[vtkusers] vtkTimeStamp::Modified() unsigned long overflow

Wim Koomen wim.koomen at ps-tech.com
Tue Sep 24 04:52:26 EDT 2013


Dear all,

At my company we have been using VTK for a while now and recently we
noticed some strange behaviour whereby our VTK-based application would
stop updating after running an animation for several hours. We drilled
this problem down to an overflow in the unsigned long that is used
throughout VTK for keeping track of modifications (usually based on
vtkTimeStamp::GetMTime() and vtkTimeStamp::Modified()).

The documentation for vtkTimeStamp::Modified() states the following:
"The current time is just a monotonically increasing unsigned long
integer.
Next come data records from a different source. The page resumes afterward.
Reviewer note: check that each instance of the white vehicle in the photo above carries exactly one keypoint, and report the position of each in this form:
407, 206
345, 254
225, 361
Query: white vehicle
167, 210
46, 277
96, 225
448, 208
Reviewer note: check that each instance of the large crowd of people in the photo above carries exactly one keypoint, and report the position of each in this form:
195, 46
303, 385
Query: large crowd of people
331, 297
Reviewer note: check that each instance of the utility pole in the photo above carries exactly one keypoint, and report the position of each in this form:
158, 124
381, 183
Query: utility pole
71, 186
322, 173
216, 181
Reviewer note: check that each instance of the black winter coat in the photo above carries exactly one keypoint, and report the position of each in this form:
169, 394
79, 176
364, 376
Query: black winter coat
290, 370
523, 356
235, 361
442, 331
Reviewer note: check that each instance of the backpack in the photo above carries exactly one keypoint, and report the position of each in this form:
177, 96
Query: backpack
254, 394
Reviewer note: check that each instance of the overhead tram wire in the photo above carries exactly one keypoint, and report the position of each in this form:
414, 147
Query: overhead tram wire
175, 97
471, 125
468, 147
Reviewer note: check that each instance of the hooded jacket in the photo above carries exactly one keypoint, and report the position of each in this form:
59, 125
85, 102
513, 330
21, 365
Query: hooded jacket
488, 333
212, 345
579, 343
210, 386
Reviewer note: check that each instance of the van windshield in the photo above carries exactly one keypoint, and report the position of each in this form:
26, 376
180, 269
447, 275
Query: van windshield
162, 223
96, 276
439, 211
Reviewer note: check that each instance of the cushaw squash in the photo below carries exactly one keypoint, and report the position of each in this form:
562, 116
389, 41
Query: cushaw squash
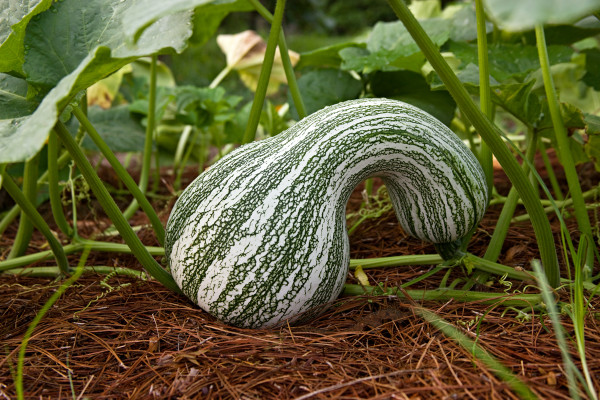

It is possible for this number to wrap around back to zero.
This should only happen for processes that have been running for a
very long time, while constantly changing objects within the program.
When this does occur, the typical consequence should be that some
filters will update themselves when really they don't need to."

Especially the last part of this statement is confusing to me.
According to my reasoning, in most cases, classes that make use of the
vtk modified time will not update at all after an overflow/wrap
around.

Take for instance the following code in ComputeMatrix() (vtkProp3D.cxx:389)

if ( this->GetMTime() > this->MatrixMTime )

This will never go to true in the following sequence of events:

1. this->MatrixMTime.Modified() gets called when the static unsigned
long in vtkTimeStamp has a value below 2^32.
2. Modifications elsewhere in the code cause an overflow in that
static unsigned long.
3. Modified() gets called on vtkProp3D.

Result: this->MatrixMTime is a value near 2^32 and this->GetMTime()
will be close to zero.

After this, the code on line 389 will not evaluate to true for a very
long time, if ever. This is the complete opposite of what the
documentation on this says. Instead of doing an extra unnecessary
update the update will not happen anymore.

This kind of code is all throughout VTK, so it hard to avoid sometime
like this happening in a VTK application. In fact, we observed exactly
the same behaviour in ParaView when running an animation for a long
time (several hours). The animation stops running and the application
stop accepting user input.

My questions:
- Is the documentation making a wrong statement here?
- To mitigate this problem, wouldn't it be good idea to change the
vtkTimeStamp unsigned long to a guaranteed 64bit value?